Sam Mendes' wunderbare Regieweise perfektioniert "Road to Perdition" und unterstreicht die Tatsache, dass er ein großartiger Geschichtenerzähler ist, der Bilder Bände sprechen lassen kann. Mal schwenkt die Kamera über die Landschaft, unterlegt von Thomas Newmans fabelhaftem Score, um dann doch immer wieder Details zu fokussieren. Auch spart Mendes an übermäßig theatralischen Darstellungsweisen. Die Schlichtheit und Schönheit der Bilder überzeugt und auch die Vermeidung von allzu dramatischen Ton- und Musikelementen kommt dem Film sehr zugute. Somit intensiviert Mendes die Wirkung seiner Erzählung. Vom einleitenden Wellenrauschen zu Beginn bis zum ebenso tragischen wie ruhigen Ende.

Fazit

"Road to Perdition" lässt eine Geschichte lebendig werden, die so schlicht wie ergreifend ist und exzellentes Erzählkino darstellt.
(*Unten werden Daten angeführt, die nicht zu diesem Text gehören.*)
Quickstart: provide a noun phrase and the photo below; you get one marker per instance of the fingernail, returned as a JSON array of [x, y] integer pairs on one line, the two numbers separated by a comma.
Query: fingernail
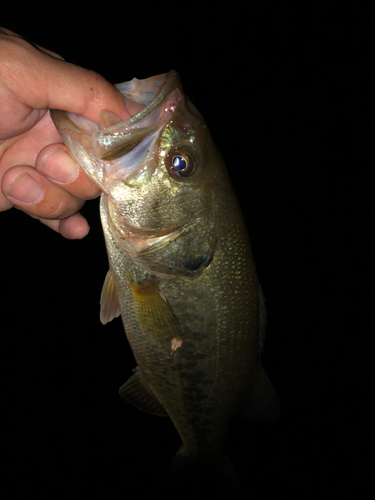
[[26, 189], [60, 167]]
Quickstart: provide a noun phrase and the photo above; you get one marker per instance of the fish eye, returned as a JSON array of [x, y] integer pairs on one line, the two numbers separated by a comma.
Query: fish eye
[[181, 163]]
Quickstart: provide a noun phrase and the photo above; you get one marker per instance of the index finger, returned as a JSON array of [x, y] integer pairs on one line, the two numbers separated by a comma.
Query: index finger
[[42, 81]]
Die zentrale Absicht Sullivans wird am Schluss noch einmal besonders deutlich, wo er alles daran setzt, dass sein Sohn nicht derjenige ist, der das tun muss, vor dem Sullivan ihn so lange Zeit zu bewahren versuchte.

"Damals wurde mir klar, wie sehr mein Vater Angst davor hatte, dass sein Sohn ihm auf seinem Weg folgen würde. Und das war das letzte Mal, dass ich eine Waffe in der Hand hatte," sinnt Michael Jr. am Ende nach. "Wenn die Menschen mich fragen, ob Mike Sullivan ein anständiger Mann war oder ob gar nichts Gutes in ihm gesteckt hätte, gebe ich immer dieselbe Antwort: Er war mein Vater."

Ein Vater, den er erst spät kennen lernte.